Pre-computing the output of the last convolutional layer


(David Kagan) #1

I worked through lesson’s 4 statefarm notebook and had an issue with in pre-computing the output of the last convolutional layer, I’m trying to understand if it’s something I did wrong or is there a mistake in the notebook.
In the notebook the batches that are used in conv_model are with shuffle=True (default), and when I used the conv_feat (the output of the conv_model) as an input to the bn_model I got training accuracy and validation accuracy of ~10%.

I tried playing with the learning rate and some other things that didn’t help which make me think that the labels are not corresponding correctly.
I changed batches to shuffle=False, re-run everything and got ~60% training accuracy after 1 epoch.

So, is there a mistake in the notebook and the batches must not be shuffled when pre-computing an output of intermediate level? or did I miss something?


(Matthijs Jansen) #2

Hey @Kagan,

When precomputing outputs you should not shuffle the input of your conv layers because that would mess up the alignment between your labels and conv-output.
The 10% you see is actually “Random” output (as I believe there are 10 classes?)

A similar thing goes for data augmentation, you can only do data augmentation if you save the corresponding labels in the correct order, so that each conv-output corresponds to a correct label.
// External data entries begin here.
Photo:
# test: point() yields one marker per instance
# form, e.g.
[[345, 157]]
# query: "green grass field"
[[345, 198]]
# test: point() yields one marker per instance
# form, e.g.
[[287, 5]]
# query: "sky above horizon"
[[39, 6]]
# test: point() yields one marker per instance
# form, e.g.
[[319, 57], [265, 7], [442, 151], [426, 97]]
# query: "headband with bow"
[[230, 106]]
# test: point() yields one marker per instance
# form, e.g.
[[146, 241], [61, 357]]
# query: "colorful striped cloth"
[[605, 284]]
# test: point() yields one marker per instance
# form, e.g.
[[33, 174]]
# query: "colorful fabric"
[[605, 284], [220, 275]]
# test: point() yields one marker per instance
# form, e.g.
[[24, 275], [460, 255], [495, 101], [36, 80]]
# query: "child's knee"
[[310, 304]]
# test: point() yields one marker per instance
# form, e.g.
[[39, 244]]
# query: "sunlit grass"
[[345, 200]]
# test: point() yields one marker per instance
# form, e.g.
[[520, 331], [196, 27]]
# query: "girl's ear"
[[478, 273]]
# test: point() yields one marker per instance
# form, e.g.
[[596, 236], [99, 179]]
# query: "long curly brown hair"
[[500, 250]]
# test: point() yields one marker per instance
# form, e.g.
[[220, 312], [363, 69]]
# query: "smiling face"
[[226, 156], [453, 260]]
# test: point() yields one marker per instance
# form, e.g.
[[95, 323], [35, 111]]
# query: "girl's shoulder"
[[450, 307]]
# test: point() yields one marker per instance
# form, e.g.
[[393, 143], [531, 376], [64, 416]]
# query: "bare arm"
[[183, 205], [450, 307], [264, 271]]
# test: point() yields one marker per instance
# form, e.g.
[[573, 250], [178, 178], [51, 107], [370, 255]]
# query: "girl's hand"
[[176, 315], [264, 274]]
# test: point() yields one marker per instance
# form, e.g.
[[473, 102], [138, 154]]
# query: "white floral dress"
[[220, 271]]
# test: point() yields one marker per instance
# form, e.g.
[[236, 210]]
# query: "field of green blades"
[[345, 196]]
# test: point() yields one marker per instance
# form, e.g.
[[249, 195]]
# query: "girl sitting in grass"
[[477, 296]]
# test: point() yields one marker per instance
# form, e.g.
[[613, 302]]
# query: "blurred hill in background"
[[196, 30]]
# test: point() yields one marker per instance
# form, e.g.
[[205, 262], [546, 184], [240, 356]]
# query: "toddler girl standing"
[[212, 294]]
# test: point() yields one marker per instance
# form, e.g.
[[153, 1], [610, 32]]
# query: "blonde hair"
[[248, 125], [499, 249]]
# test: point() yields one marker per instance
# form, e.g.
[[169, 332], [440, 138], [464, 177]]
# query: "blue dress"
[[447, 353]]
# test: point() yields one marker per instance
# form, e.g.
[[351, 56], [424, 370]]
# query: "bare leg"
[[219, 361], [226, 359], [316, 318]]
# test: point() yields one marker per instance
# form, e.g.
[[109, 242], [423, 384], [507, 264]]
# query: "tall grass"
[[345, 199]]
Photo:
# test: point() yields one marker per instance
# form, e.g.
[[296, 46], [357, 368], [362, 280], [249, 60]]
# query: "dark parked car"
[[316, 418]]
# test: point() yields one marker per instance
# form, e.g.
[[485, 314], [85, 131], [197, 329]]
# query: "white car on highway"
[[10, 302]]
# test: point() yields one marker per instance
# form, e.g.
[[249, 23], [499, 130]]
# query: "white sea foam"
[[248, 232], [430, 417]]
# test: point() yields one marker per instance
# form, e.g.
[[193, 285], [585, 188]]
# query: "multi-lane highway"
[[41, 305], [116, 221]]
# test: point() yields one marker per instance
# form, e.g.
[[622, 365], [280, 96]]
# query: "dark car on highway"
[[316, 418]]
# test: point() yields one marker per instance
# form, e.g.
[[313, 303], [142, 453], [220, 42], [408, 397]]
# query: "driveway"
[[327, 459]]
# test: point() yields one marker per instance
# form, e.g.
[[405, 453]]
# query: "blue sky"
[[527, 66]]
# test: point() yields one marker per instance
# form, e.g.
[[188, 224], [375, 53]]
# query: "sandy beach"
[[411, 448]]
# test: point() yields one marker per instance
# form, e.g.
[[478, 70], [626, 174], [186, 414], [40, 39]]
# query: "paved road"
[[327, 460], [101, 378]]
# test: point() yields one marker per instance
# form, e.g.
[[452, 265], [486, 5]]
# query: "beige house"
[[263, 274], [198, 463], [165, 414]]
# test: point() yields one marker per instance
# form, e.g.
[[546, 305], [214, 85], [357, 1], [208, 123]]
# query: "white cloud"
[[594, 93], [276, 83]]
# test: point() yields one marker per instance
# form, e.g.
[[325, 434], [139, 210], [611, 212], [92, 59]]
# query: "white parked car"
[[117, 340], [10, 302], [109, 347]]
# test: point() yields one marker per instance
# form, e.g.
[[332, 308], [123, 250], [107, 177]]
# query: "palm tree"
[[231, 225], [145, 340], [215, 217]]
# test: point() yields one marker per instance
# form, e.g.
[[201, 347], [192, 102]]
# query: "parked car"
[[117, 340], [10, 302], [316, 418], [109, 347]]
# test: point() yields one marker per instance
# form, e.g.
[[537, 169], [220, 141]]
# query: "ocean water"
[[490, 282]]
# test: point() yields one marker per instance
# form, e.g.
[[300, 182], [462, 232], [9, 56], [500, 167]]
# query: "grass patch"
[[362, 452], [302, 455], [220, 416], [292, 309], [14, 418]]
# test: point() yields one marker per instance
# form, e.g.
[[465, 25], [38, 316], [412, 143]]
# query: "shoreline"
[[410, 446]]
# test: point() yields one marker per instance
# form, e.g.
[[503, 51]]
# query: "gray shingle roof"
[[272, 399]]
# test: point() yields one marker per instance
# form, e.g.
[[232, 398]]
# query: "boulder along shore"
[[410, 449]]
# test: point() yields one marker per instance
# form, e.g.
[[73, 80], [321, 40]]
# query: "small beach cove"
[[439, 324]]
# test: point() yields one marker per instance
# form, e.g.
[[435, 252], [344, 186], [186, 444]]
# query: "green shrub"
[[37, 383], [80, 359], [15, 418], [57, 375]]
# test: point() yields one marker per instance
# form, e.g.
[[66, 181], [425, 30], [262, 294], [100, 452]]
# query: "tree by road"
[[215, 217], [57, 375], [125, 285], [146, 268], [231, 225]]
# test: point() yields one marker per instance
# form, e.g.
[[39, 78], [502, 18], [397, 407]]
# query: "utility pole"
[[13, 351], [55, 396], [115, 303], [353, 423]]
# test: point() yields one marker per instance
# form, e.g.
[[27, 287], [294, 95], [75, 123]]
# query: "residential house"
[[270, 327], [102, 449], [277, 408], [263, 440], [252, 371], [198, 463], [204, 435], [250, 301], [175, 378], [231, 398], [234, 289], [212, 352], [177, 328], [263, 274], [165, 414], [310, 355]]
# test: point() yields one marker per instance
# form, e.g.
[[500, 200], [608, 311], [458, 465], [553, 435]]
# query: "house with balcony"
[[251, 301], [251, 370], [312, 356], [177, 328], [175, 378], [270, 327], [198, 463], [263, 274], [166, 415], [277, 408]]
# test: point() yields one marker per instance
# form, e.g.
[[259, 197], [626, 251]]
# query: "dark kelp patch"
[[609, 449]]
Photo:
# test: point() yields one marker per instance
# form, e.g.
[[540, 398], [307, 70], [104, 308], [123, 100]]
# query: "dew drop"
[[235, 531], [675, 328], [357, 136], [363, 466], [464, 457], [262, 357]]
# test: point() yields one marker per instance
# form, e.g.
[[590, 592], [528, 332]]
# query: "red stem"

I guess you did not miss a thing!
Please correct me if I did though…

grts


(David Kagan) #3

Thanks for your replay @MPJ.

It probably will be a good idea if someone who can edit the notebook for statefarm will make this adjustment:
add:
batches = get_batches(path+'train', batch_size=batch_size, shuffle=False)

in a cell after:
ln [15]: conv_model = Sequential(conv_layers)


(Matthijs Jansen) #4

Hi @Kagan

No problem, you could file a pull request with the github repository to get this fixed!